Forests Destruction in Papua. © Greenpeace / Ardiles Rante
The sharp contrast between the pristine rain forest and the area destroyed to make way for palm oil plantations in Papua province, Indonesia’s last intact forest frontier.
© Greenpeace / Ardiles Rante

Enough for everyone

The truth is, we do not need and should not allow any further change in land use, since there is enough food produced in the world to feed everyone if it’s distributed equitably. That would ensure existing forests, biomes, savannahs and other precious ecosystems are protected from the ravages of industrial agriculture. The recent UN report states that our food system is responsible for 80% of deforestation, 29% of greenhouse emissions and a leading share of biodiversity loss. 

One Third of Global Food Production Goes Straight to Waste. © Mitja  Kobal / Greenpeace
Food waste in one of the key problems in our broken food system, and directly related to many other issues in the global agriculture industry. It is estimated that as many as 30% of globally produced calories go straight to waste.
© Mitja Kobal / Greenpeace

What we need is a robust policy framework to ensure food is produced to feed people, not to feed industry-farmed animals or to fuel cars. We need an end to the industrial food system, putting power back into the hands of national governments and their people to localise food production and consumption. This can be achieved by giving financial support and incentives to small and medium-scale farmers and their marketing collectives. 

In his latest message, the UNSG António Guterres said ‘Let’s be clear; there is no effective solution to the food crisis, without reintegrating Ukraine’s food production’. To an extent, this may be true but it’s just a miniscule part of the solution. What the world needs is to swiftly move away from the corporate hold of the food system and linking it to the financial markets.
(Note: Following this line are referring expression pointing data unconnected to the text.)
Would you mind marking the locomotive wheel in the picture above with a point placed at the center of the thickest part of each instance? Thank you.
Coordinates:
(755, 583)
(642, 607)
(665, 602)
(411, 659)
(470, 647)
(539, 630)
The UN has to stand tall, address the systemic issue around the broken food system and not get played by corporate interests. 

Governments and international financial institutions need to regulate the commodities futures market and speculative trading, to end artificial gaps between supply and demand. Governments need to impose a windfall tax on food producing and trading companies, which can be used to invest in agroecology with incentives and technical support for small scale farmers. 

Ecological Farming in Kenya. © Greenpeace / Paul Basweti
Stellamaris Muthini (left), Elizabeth Nzomo and Josephat Muthama, preparing corn that would be planted for the next planting season. Farmers in Kenya are effectively applying ecological farming practices that are increasing their ability to build resilience to and cope with climate change.
© Greenpeace / Paul Basweti

Right to food

Where does the buck stop? It lies squarely in the hands of national and regional governments individually and through international cooperation. The human right to food is crucial for the realisation of other rights like life, health and education.

This Biodiversity Day, if we want to live the UN’s theme ‘Building a shared future, for all life’ we have to put an immediate end to any new changes in land use, end deforestation and protect and restore our existing ecosystems. 

Head of Dayak Tribe inside Terikang Customary Forest in Gunam village, West Kalimantan. © Afriadi Hikmal / Greenpeace
A 43 year-old customary head of Dayak tribe, Bartolomeus, in the Terikang customary forest in Gunam village, Beruak, Parindu sub-district, Sanggau, West Kalimantan.
© Afriadi Hikmal / Greenpeace

For this to happen, we need to stop corporations from taking over our land and manipulating our food system for profits. We cannot accept them telling us lies and false stories about how they are feeding the world. Finally, we need to make changes in our individual lives by eating what is local, seasonal and produced in harmony with mother earth.  

Savio Carvalho is a global campaign lead at Greenpeace International, working to protect and promote people’s rights to a sustainable and healthy environment.